Linus Torvalds Receives IEEE Computer Pioneer Award
mikejuk (1801200) writes "Linus Torvalds, the 'man who invented Linux' is the 2014 recipient of the IEEE Computer Society's Computer Pioneer Award, '[f]or pioneering development of the Linux kernel using the open-source approach.' According to Wikipedia, Torvalds had wanted to call the kernel he developed Freax (a combination of 'free,' 'freak,' and the letter X to indicate that it is a Unix-like system), but his friend Ari Lemmke, who administered the FTP server it was first hosted for download, named Torvalds' directory linux. In some ways Git can be seen as his more important contribution — but as it dates from 2005 it is outside the remit of the IEEE Computer Pioneer award."
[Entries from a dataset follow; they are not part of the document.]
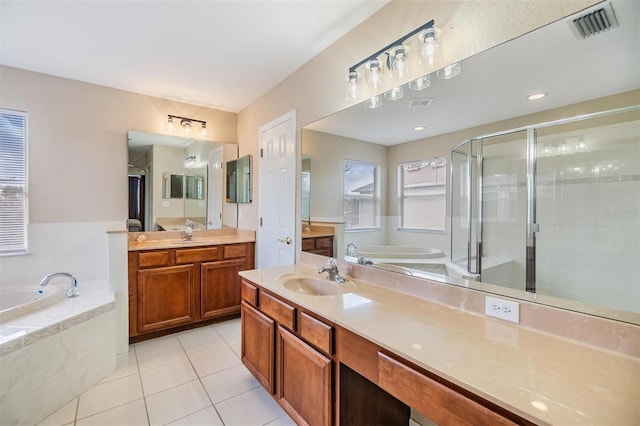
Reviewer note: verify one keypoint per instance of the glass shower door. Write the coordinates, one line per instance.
(504, 209)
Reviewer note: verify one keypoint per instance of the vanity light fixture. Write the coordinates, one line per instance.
(186, 124)
(397, 60)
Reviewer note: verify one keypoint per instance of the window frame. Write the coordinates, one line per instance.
(24, 249)
(375, 197)
(402, 196)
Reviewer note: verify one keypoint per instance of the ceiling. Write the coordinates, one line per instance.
(494, 84)
(220, 54)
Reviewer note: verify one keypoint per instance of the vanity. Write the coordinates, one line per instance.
(318, 240)
(366, 353)
(176, 284)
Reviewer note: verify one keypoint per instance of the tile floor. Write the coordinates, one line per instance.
(190, 378)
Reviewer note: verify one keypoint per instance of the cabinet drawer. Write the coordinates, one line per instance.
(317, 333)
(235, 251)
(196, 255)
(324, 242)
(307, 244)
(279, 311)
(440, 403)
(249, 293)
(153, 258)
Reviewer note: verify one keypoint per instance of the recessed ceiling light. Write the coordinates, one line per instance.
(536, 96)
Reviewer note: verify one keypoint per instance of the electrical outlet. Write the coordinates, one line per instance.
(503, 309)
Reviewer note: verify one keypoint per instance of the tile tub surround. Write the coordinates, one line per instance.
(50, 356)
(543, 377)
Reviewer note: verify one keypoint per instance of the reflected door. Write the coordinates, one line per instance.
(503, 210)
(214, 197)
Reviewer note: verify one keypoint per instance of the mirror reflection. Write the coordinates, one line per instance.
(509, 205)
(174, 181)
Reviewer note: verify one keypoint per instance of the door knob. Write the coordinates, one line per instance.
(287, 240)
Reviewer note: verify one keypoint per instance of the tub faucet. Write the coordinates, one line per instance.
(332, 269)
(72, 290)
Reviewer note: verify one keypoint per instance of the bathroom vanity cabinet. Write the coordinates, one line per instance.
(324, 374)
(174, 288)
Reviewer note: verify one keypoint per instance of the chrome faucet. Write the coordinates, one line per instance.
(351, 250)
(187, 233)
(332, 269)
(72, 290)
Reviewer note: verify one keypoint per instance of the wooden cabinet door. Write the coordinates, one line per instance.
(305, 381)
(166, 297)
(258, 345)
(220, 291)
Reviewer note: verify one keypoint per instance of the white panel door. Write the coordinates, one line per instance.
(277, 185)
(214, 195)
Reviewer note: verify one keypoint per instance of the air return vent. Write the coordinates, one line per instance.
(593, 22)
(420, 103)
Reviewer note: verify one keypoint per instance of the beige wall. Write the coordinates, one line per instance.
(78, 141)
(317, 88)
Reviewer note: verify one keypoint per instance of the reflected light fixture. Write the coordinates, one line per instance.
(420, 83)
(186, 124)
(396, 61)
(394, 94)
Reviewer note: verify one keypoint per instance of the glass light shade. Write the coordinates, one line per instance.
(186, 126)
(352, 86)
(394, 94)
(420, 83)
(398, 61)
(374, 74)
(450, 71)
(429, 42)
(373, 102)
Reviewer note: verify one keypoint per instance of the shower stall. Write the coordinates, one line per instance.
(553, 208)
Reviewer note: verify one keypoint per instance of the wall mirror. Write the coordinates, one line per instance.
(172, 179)
(576, 180)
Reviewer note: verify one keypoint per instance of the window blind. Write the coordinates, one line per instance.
(13, 182)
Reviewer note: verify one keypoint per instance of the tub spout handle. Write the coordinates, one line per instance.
(72, 290)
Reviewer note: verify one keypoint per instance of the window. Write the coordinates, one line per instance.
(423, 194)
(361, 195)
(13, 182)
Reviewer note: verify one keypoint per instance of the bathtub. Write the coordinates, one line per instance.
(53, 348)
(399, 252)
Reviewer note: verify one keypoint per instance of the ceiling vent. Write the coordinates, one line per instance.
(593, 22)
(420, 103)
I remember my first successful install -- Slackware with kernel 0.99pl12. Tried SLS and failed.
I applaud the award, but I'll admit to mixed feelings about Linux these days.
Free, in either sense, just isn't enough to put up with the added difficulty of keeping a system running. I'm not talking about hobbyist level on the one hand where each system can be lovingly tended by hand nor large-company level where systems are templates, scripted, PUPPETed, and under service contract. I'm not even talking about Linux on the desktop, which is still for masochists. I'm talking about small-to-midsize deployments where the system admin is either nonexistent or a generalist who is also the help desk, web developer, and DBA. In that case, MS has made it so easy to put in a domain controller, WSUS, and manage centrally or just go with Office 365 that Linux looks positively archaic.
RHEL with RHN (or the Suse or Ubuntu equivalent) are OK, but far more expensive and still don't manage your desktops in any meaningful fashion. The Windows support in PUPPET and CHEF are poor at best.
I can't help feeling that Linux, while extraordinarily powerful, has less relavance now than it did 10 years ago. It kind of feels like VMS and Solaris did when they were clearly better than their competition, but basically missing the point for mainstream business or home use. No doubt Linux will be around in the server room and as the basis of 'appliances' and embedded systems for years to come, but the year of Linux on the desktop is never coming, is it?